Sample collection:
Take 200µL of culture medium (white) or bacterial culture and place them in a spectrometric tank.
Add 800mL of water
Reading of the optical density:
Read the optical density at 600 nm using a spectrophotometer

Final glycerol concentration is recommended to be 15%, so for a final volume of 1 mL it is necessary to add 250 µL of stock glycerol 60%
1. Put 750 µl of the cell culture into an Eppendorf tube and add 250 µl of 60% Glycerol. Vortex the mix.
2. Store in the -80ºC freezer

Mineralization :
Dry the samples in an oven (100°C).
Take 200mg of dry matter and put them in teflon tubes.
Add 6mL of HNO3 and 3mL of HCL to each sample tube.
Place the tubes in the digestion chamber and carry out a heating cycle (heating up to 160°C for 15 minutes, then stabilize at this temperature for 40 minutes, and finally the cooling phase at 55°C for 15 minutes).
The samples are then placed in 50mL tubes (QSP 50mL H2O).
Filter the samples using a vacuum pump and nitrocellulose filters (0.45µm pore).
Store in a cold room until the samples pass through the ICP.

ICP (Inductively Coupled Plasma Spectrometry):
Place 5mL of each previously mineralized sample in the machine.
Start the machine with standard range with a mixed solution of lead and cadmium.
Make the measurement and report the data on the dry mass of sludge.

Preparations of competent bacteria (for freezing)

The day before, take a colony of E. coli, inoculate 2 to 5ml of LB and incubate at 37°C overnight while shaking. Autoclave 100ml of LB (500ml erlen)

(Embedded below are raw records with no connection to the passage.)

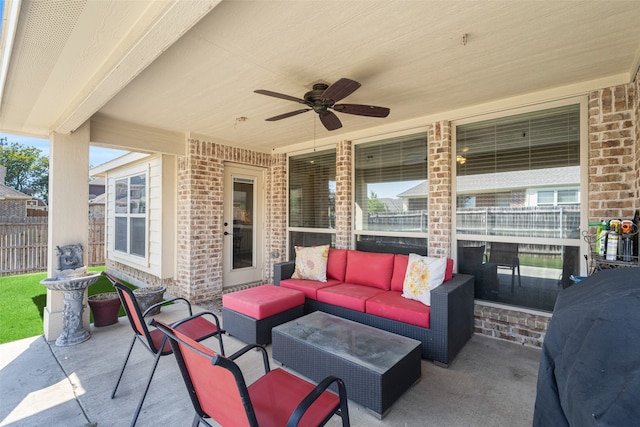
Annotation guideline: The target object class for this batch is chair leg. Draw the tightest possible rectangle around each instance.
[511,267,516,293]
[217,331,225,356]
[131,350,166,427]
[111,335,136,399]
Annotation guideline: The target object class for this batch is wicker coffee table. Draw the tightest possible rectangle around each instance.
[272,311,422,418]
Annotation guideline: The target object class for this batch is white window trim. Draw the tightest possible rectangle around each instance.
[108,163,151,269]
[285,149,338,259]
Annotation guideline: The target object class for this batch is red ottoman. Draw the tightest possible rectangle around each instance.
[222,285,304,345]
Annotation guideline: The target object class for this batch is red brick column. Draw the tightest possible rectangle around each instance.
[589,84,638,222]
[264,154,287,282]
[427,121,453,257]
[175,139,272,305]
[633,70,640,209]
[336,141,353,249]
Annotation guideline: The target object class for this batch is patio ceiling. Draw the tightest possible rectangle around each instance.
[0,0,640,151]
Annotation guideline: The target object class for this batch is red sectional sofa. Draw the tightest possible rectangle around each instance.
[274,249,474,366]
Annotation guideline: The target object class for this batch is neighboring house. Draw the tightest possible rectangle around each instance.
[89,193,106,218]
[89,178,104,200]
[0,0,640,342]
[398,181,429,211]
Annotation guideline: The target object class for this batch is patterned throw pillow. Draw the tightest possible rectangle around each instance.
[402,254,447,306]
[291,245,329,282]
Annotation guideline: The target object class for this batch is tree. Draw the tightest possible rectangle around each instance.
[0,142,49,202]
[367,191,387,213]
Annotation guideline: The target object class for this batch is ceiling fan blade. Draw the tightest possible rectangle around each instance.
[318,111,342,130]
[265,108,311,122]
[322,77,360,102]
[333,104,391,117]
[254,89,308,105]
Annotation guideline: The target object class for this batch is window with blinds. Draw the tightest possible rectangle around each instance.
[289,149,336,259]
[354,132,429,254]
[455,104,586,311]
[456,104,580,238]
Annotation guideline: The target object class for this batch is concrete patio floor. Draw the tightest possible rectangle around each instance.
[0,304,540,427]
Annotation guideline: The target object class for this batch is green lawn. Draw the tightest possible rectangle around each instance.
[0,267,135,344]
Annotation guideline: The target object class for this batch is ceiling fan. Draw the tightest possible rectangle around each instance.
[255,77,390,130]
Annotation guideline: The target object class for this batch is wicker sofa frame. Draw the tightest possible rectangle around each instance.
[273,261,474,367]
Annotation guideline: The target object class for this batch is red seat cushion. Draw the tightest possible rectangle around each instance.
[366,291,431,328]
[327,248,349,282]
[344,251,394,291]
[247,369,340,427]
[222,285,304,320]
[280,279,342,300]
[318,283,385,312]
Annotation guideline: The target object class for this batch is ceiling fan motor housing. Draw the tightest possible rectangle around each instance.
[304,83,335,113]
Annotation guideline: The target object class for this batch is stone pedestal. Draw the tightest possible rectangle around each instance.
[40,273,100,347]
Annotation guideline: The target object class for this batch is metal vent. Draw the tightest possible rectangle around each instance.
[10,0,87,107]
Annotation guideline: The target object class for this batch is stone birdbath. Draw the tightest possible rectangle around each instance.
[40,243,100,347]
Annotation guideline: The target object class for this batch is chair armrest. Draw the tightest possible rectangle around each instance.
[273,261,296,286]
[226,344,271,374]
[142,297,193,317]
[287,376,349,427]
[171,310,224,334]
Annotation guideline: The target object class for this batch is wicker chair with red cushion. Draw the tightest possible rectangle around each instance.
[152,319,349,427]
[102,272,224,426]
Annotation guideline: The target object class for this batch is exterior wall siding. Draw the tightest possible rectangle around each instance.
[105,155,166,286]
[0,199,27,218]
[108,76,640,347]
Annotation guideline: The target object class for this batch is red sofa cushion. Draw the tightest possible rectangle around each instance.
[327,248,348,282]
[318,283,385,312]
[344,251,394,291]
[365,291,431,328]
[222,285,304,320]
[391,254,453,292]
[280,279,342,300]
[444,258,453,282]
[391,254,409,292]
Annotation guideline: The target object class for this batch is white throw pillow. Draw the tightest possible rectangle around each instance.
[291,245,329,282]
[402,254,447,306]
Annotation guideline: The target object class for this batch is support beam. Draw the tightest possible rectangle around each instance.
[44,123,89,341]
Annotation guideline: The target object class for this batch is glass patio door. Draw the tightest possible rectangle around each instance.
[223,165,263,287]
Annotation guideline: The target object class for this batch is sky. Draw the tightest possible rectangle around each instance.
[0,133,127,166]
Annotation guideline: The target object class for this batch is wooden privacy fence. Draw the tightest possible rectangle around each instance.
[0,217,104,276]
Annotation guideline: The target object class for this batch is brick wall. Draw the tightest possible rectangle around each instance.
[474,303,551,348]
[428,121,453,257]
[335,141,353,249]
[633,69,640,209]
[265,154,288,282]
[149,78,640,347]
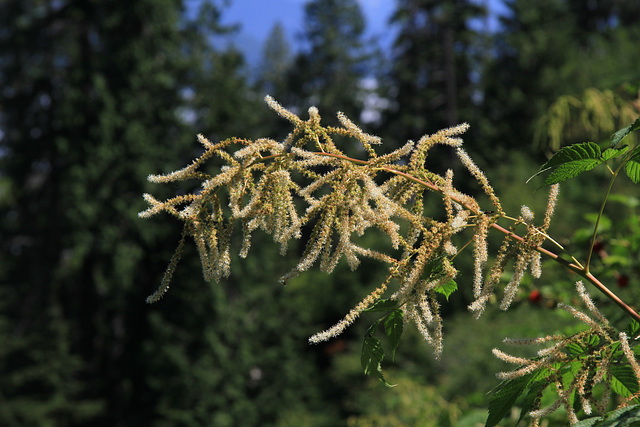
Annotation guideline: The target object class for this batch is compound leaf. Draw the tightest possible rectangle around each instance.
[360,334,393,387]
[485,374,533,427]
[384,309,404,360]
[435,280,458,301]
[624,152,640,184]
[611,117,640,148]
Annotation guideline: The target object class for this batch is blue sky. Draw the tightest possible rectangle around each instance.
[222,0,395,62]
[222,0,504,64]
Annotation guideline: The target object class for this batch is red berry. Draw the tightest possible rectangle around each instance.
[529,289,542,304]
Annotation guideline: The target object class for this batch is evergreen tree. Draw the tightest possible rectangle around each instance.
[259,22,292,99]
[0,0,251,426]
[482,0,640,156]
[283,0,375,120]
[385,0,483,145]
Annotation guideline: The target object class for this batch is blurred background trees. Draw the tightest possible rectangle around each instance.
[0,0,640,426]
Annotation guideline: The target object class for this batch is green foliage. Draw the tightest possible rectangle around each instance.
[534,119,640,185]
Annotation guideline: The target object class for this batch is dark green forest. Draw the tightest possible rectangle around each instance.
[0,0,640,427]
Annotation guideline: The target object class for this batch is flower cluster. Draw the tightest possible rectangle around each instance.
[140,97,557,354]
[493,281,640,426]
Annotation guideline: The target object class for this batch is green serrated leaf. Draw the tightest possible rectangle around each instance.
[562,342,584,358]
[384,309,404,360]
[543,142,604,185]
[602,145,629,162]
[485,374,533,427]
[540,142,602,170]
[624,153,640,184]
[364,319,382,336]
[624,320,640,339]
[611,117,640,148]
[611,365,638,397]
[515,381,549,425]
[360,334,393,387]
[435,280,458,301]
[574,405,640,427]
[362,299,398,313]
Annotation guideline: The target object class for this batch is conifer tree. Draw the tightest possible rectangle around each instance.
[386,0,483,145]
[285,0,375,122]
[0,0,248,425]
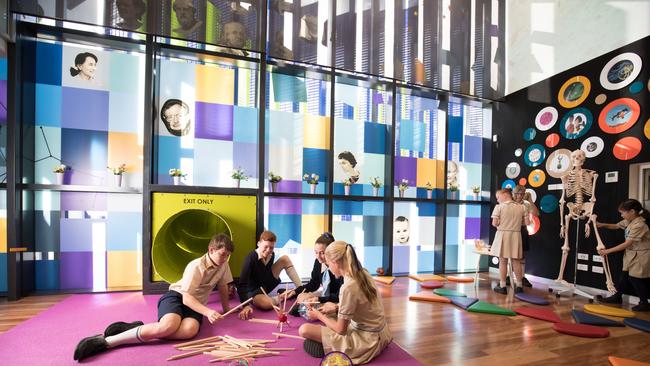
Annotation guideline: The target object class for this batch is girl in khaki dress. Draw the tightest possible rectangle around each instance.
[491,189,530,294]
[596,199,650,311]
[299,241,393,365]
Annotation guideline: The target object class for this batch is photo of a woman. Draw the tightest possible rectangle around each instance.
[338,151,361,183]
[70,52,99,81]
[160,99,190,136]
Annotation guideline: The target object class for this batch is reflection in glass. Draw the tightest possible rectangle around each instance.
[333,76,393,195]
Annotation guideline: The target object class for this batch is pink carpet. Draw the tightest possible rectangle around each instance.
[0,292,420,366]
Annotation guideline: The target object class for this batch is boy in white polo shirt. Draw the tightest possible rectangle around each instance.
[74,234,235,361]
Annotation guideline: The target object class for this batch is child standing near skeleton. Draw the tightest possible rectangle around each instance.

1. Take 1ml from the preculture to inoculate the 100ml of LB.
2. Incubate at 37°C (stirring), and check the DO600 (from 2 to 4 hours depending on the strains)
3. When the DO600 reaches 0.5, centrifuge the culture in 3 sterile 50ml Falcons (5 min, 4000 g, 4°C). Remove the supernatant.
4. Gently resuspend the bacterial pellets in 30ml (10ml per tube) of cold TFB1, collect the resuspensions in 1 tube, and leave the tube in the ice for 1h30.
5. Centrifuge the tube (5min, 4000g, 4°C) and remove the supernatant.
6. Resuspend gently in 3ml of cold TFB2, and aliquot in sterile microtubes (100 µl).
7. Freeze the microtubes at -80°C

Processing of competent bacteria (frozen)
1. Thaw the competent bacteria on the ice (50µl of bacteria = 1 transformation).
2. Switch on the water bath at 42°C.
3. Add to the 50µl of competent bacteria (in the ice) the plasmid to be transformed (previously cooled in the ice):
- 50 to 100 ng of pure plasmid
- 5 µl of ligation product
4. Mix gently by turning and leave in the ice for 20 minutes
5. Put the microtubes at 42°C for exactly 90 seconds.
6. Put the tubes back in the ice for 2-3 minutes, then add 450µl of LB
7. Grow at 37°C by shaking the tubes for 45min at 1h
8. Spread on a box (LB-Agar + antibiotic) with glass beads
- 50µl if transformation by pure plasmid
- 200 to 250µl if processed by ligation product
9. Leave the boxes (agar at the top) in the oven at 37°C for one night.


Tampon TBF1 :
100mM RbCl, 50mM MnCl2, 30mM KAcO, 10mM CaCl2, 15% glycerol
Tamponner à pH 5,8
Filtrer sur 0.22µ - garder à 4°C

Tampon TBF2 :
10mM MOPS, 10mM RbCl, 75mM CaCl2, 15% glycerol
Tamponner à pH 6,8
Filtrer sur 0.22µ - garder à 4°C

Preparation of the solution:
In PCR tubes make the following solution:
- 10 µL of green taq master mix kit (thermo scientific)
- 6 µL of water
- 2 µL of Forward primer (10mM)
- 2 µL of Reverse primer (10mM)
Colony sampling:
Sterile, remove a colony transformed with a cone.
Soak this cone in the previously made colony PCR solution.
Place this cone in a sterile culture tube and store it in the refrigerator.
Revelation of positive colonies:
Place the PCR tubes on colony in a thermal cycler and use the program provided by the green taq master mix kit (thermo scientific)
Then migrate the PCR product (agarose gel 1%) by electrophoresis
Select the positive colonies according to the electrophoresis strips (of the expected size) and add 5mL of culture medium with antibiotic to the culture tubes containing the corresponding colonies collected.